11/03/2010

Artigo - O CÁLCULO DA VIDA

Por Marcos Fábio Belo Matos  JORNALISTA E PROFESSOR DOUTOR DO CURSO DE JORNALISMO DA UFMA/IMPERATRIZ


Certa vez, numa conversa sobre alianças feitas no universo da política, disse-me um dileto amigo que muitas dessas uniões partidárias esdrúxulas e, muitas vezes, inexplicáveis sob a lógica racionalista, tinham, na verdade, um fundo de justificativa no ‘cálculo da vida’ que determinados cacique(te)s políticos fazem.

Pesados o tempo decorrido e as suas respectivas conquistas, o que sobra são alguns anos a mais que, se não forem aproveitados no momento oportuno, levarão o resto de suas existências para o limbo.

Por conta disso, dizia ele, muitos vendem as convicções, a história de resistência, de militância coerente com seus princípios, os preceitos nos quais acredita(va)m, as leituras que lhe fizeram a cabeça e o coração, as palavras ditas e escritas, a amizade dos colegas de partido e de movimento em busca de um mundo melhor... Vendem e não se arrependem, por causa do cálculo da vida.

O tempo que lhes resta não lhes permite mais ilusões: é preciso fazer ‘logo e agora’ o que for preciso para o resto da vida valer a pena (tome-se ‘valer a pena’, neste caso específico, por uma vida materialmente confortável...).

Mas fiquei pensando em ampliar este conceito para outros campos.

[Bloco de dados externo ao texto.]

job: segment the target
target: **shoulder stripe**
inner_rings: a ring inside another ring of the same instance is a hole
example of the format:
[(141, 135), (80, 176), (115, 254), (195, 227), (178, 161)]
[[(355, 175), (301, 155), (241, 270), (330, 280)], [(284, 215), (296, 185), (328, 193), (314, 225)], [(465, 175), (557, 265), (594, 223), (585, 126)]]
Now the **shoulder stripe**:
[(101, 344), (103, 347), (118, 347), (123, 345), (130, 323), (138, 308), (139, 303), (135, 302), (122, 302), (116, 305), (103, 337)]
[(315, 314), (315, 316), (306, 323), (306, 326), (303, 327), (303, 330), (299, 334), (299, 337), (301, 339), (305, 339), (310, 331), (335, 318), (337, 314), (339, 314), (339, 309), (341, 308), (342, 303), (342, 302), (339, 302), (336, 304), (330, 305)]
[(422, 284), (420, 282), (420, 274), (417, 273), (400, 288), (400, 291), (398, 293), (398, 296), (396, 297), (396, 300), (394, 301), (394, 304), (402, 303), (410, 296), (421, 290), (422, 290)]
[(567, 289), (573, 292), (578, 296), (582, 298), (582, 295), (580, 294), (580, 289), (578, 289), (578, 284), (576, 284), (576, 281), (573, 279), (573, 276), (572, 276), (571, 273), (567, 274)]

O cálculo da vida não vale só para os políticos, mas para todos nós. Em algum momento das nossas vidas, este cálculo acaba sendo feito, para o que quer que seja: para a salvação da alma; para a perdição da alma; para a vivência de um amor até então irrealizável; para o usufruto da vida em desregramentos de toda ordem (sexuais, etílicos, oníricos etc); para a efetivação de uma vida minimalista; para a efetivação de uma vida materialmente opulenta, cheias de badulaques da moda e de ícones de sucesso; para o abandono de (in)certezas; para a busca de uma espiritualidade sui generis; para não fazer nada e ficar ‘com a boca escancarada, cheia de dentes, esperando a morte chegar’, como cantou o maluco beleza; enfim...

Para alguns, o cálculo só é feito na velhice, quando, temerosos do que possa haver do outro lado do mundo pintado pelo cristianismo, preferem não arriscar e já ir se consertando aos poucos – ou radicalmente! Ou então, massacrados por vidas absolutamente ordinárias, resolvem ‘chutar o balde’ e aproveitar o ‘restículo’ dos seus dias fazendo da sua vida o que passaram toda uma existência querendo e reprimindo, reprimindo e querendo... Outros, não: calculam suas vidas não pelo resto de tempo que falta, mas sim pelo que ganham se mudarem de imediato, e fazem as escolhas que lhe parecem devidas logo cedo. Outros, ao contrário dos dois exemplos, não mudam absolutamente nada a vida inteira, isso porque deixam que suas vidas sejam determinadas pelo cálculo que lhes fizeram outrem...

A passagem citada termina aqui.